Health

Senate Health Committee Faces Deadline for Medical Innovation

Murray wants more money for NIH and FDA. (Rob Kunzig/Morning Consult)

The Senate faces a tight deadline if it’s going to pass a medical bill this year designed to speed drug and precision medicine developments. The legislation needs to be smoothed of kinks and on the floor within two weeks unless GOP leaders alter their overall schedule for the year.

The Health, Education, Labor and Pensions Committee will hold its third and final votes on a series of small bipartisan bills on Wednesday, but there’s still no deal on the most important issue — additional funding for the National Institutes of Health and the Food and Drug Administration.

The smaller bills all aim to get new medicine and treatments to patients quicker, but without additional funding for NIH and the FDA, Democrats won’t support the effort.

“We are talking with Lamar [Alexander] about that,” ranking member Patty Murray (D-Wash.) told Morning Consult. “He knows very well that nothing comes up on the floor until we have a resolution on that.”

While seasoned legislators — HELP Chairman Alexander (R-Tenn.) and Murray — continue to negotiate this crucial provision, Senate Majority Leader Mitch McConnell (R-Ky.) on Tuesday told reporters that he wants the Senate to start working on annual appropriations bills in mid-April. Those spending bills are expected to fill the remainder of the Senate’s time in session this year.

Striking a deal on a comprehensive medical innovation package in the upcoming week or two will not be easy. Alexander said negotiations right now do not include additional FDA funding, something Democrats say they need.

“That hasn’t really come up,” he said of the FDA funding. “I think my focus is – and I think the focus of all the conversations I’ve been in – is about a surge of funding for the National Institutes of Health. That money is for research. That’s different than FDA. FDA, which is about half-funded by fees from industry, is more personnel-oriented.”

The Senate version will also need provisions to offset the cost of the bill. The House gave an additional $8.75 billion to the NIH in its version, 21st Century Cures, which was fully offset when lawmakers passed it last summer.
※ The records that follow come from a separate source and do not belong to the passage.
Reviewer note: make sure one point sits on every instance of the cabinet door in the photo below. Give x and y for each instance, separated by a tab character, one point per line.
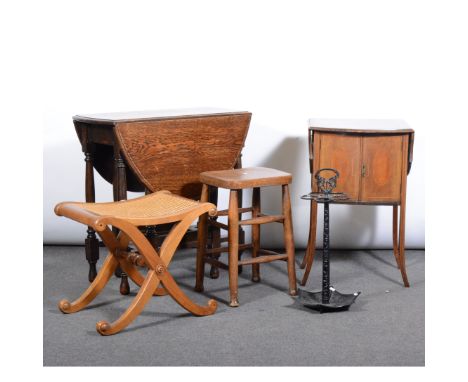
343	153
381	168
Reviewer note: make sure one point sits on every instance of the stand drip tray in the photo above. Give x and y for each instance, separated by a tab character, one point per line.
337	302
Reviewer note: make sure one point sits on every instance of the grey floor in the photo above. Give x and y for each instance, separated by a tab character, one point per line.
385	327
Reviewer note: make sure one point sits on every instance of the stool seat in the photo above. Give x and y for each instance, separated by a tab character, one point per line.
245	178
158	208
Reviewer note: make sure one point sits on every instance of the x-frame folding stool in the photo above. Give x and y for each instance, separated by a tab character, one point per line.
158	208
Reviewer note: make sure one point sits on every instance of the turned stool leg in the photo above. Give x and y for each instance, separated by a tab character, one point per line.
201	246
233	241
255	233
289	240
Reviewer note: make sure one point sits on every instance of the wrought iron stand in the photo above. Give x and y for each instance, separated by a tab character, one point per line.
329	299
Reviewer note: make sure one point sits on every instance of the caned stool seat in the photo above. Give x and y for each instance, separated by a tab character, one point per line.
158	208
235	180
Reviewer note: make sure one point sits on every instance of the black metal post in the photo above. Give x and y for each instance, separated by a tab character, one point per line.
326	255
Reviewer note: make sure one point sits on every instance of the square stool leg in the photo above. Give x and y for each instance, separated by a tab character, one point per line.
255	233
202	232
233	242
289	240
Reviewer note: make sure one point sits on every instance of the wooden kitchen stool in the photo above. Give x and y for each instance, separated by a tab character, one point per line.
234	180
158	208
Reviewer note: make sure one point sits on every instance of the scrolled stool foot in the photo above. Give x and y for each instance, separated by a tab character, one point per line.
103	327
214	272
64	306
213	305
234	303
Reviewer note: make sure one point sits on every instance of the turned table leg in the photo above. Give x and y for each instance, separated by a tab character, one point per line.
120	193
91	242
233	241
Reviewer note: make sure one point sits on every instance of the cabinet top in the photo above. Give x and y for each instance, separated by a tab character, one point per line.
130	116
361	126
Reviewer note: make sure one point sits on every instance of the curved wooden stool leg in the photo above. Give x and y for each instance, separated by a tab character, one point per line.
183	300
100	281
144	294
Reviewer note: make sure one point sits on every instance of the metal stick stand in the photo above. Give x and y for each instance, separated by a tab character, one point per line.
329	299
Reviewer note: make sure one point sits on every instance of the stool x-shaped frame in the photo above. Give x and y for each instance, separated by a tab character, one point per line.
159	208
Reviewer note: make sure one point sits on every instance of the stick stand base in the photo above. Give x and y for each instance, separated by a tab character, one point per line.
338	301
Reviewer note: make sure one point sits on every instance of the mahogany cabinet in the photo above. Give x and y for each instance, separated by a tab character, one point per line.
373	164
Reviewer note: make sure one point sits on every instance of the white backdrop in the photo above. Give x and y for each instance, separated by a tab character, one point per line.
285	64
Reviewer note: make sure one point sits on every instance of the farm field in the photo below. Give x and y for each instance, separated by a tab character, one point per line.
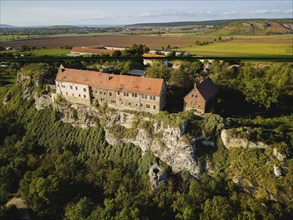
243	48
4	38
240	46
113	40
50	52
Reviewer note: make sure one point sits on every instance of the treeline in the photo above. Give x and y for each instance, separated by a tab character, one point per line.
253	88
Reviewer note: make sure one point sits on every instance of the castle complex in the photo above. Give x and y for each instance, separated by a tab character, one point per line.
117	91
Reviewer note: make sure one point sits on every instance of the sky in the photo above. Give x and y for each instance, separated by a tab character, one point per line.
120	12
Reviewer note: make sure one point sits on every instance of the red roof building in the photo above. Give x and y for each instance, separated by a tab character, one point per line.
200	95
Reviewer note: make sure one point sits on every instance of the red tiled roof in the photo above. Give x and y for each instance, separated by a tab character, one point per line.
207	88
149	86
91	50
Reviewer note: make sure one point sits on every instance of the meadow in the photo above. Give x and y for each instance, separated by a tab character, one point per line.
226	46
242	49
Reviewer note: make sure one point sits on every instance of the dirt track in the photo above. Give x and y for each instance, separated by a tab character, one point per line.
108	40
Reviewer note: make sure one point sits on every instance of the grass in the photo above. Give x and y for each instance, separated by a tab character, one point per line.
241	49
15	37
50	52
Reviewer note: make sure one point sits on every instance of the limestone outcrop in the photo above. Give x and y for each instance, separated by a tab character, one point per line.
42	101
232	141
168	143
165	142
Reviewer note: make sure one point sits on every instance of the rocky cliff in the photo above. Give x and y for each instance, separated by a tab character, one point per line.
233	138
168	143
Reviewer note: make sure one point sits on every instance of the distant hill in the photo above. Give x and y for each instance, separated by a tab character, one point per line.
61	26
7	26
230	27
256	27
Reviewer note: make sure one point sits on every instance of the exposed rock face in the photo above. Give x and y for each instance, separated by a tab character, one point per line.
76	114
278	155
157	175
230	141
165	142
42	102
277	171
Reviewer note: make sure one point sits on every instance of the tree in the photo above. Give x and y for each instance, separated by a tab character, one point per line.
158	70
217	208
80	210
261	93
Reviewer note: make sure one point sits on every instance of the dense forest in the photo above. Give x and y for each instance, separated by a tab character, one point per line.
66	172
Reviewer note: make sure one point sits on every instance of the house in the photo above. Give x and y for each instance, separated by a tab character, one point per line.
117	91
136	72
176	65
90	51
148	58
200	95
72	65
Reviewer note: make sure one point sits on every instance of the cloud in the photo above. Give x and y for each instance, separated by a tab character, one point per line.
290	11
229	13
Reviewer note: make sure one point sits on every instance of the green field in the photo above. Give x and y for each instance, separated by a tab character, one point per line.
49	52
241	49
15	37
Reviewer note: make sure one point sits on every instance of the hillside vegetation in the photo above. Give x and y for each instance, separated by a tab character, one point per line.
65	172
251	27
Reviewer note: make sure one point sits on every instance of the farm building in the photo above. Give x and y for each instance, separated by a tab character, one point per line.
117	91
200	95
90	51
136	72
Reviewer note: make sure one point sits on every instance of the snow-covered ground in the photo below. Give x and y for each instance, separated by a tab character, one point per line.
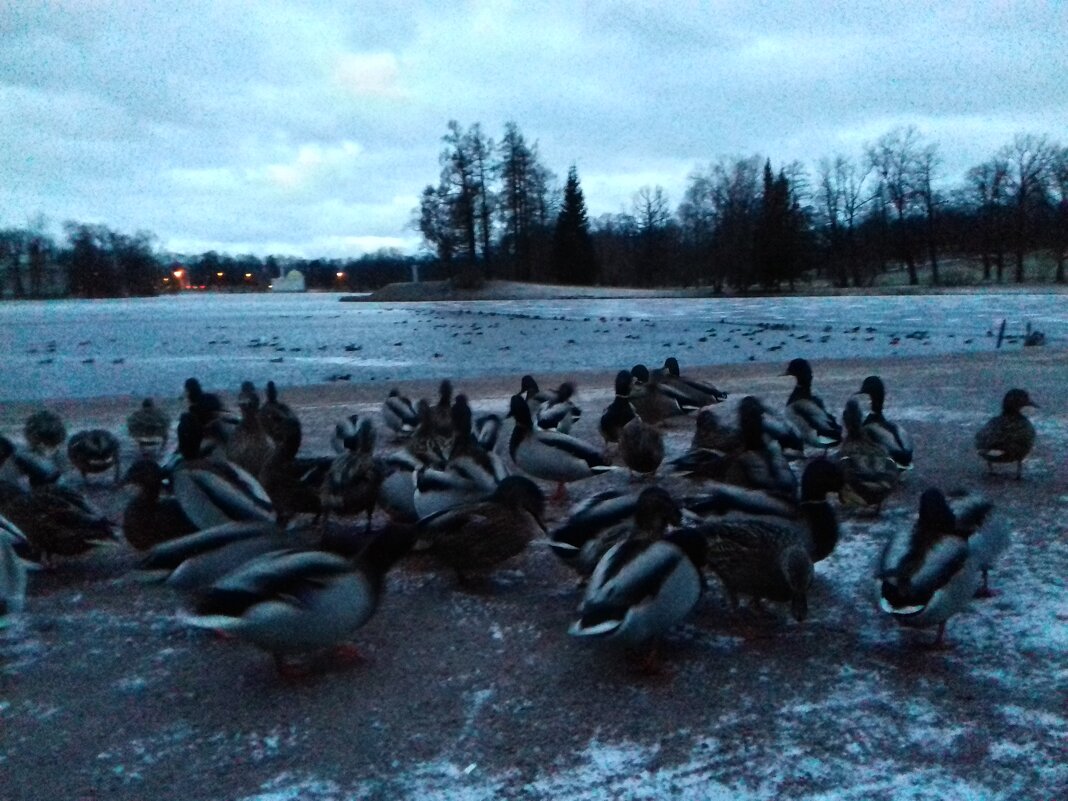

However, a large portion of the House-passed offsets were used in a transportation bill that was enacted at the end of 2015. To avoid that problem, Alexander said the Senate’s medical innovation bill will be offset by other healthcare spending.

Alexander decided to move the medical innovation effort forward piece by piece earlier this year after failing to come to an agreement with Democrats on a broader legislative package. Instead of voting on just one big bill, the committee held three executive sessions to pass groups of smaller bills.

If all five bills to be marked up on Wednesday are approved, the committee will have advanced 19 measures with more than 50 provisions on various aspects of medical innovation. Almost all of the bills are bipartisan.

The negotiations over funding are chugging along as the Senate seems to be slowly heading toward something resembling a shutdown. Bad feelings have intensified over when to consider a Supreme Court nominee, and the presidential campaign is preoccupying many lawmakers.

It may not be headline grabbing, but the bipartisan work goes on. Three of the five bills being considered in the HELP Committee on Wednesday are backed by Alexander and Murray, two legislators who have a history of working well together under pressure. Last year, they shepherded through a major overhaul of No Child Left Behind, something Congress had been unable to do for a decade.

But this time, they may run out of time before they can work out all the kinks.

“There are a lot of us who would like to see this happen, we just haven’t figured out exactly how to do it,” Alexander said. “But it seems to me with the House having passed it, with the president very interested in it, being very constructive, with Senator McConnell saying that if we work this out, he’ll put it on the floor, we ought to be able to find a way to do it.”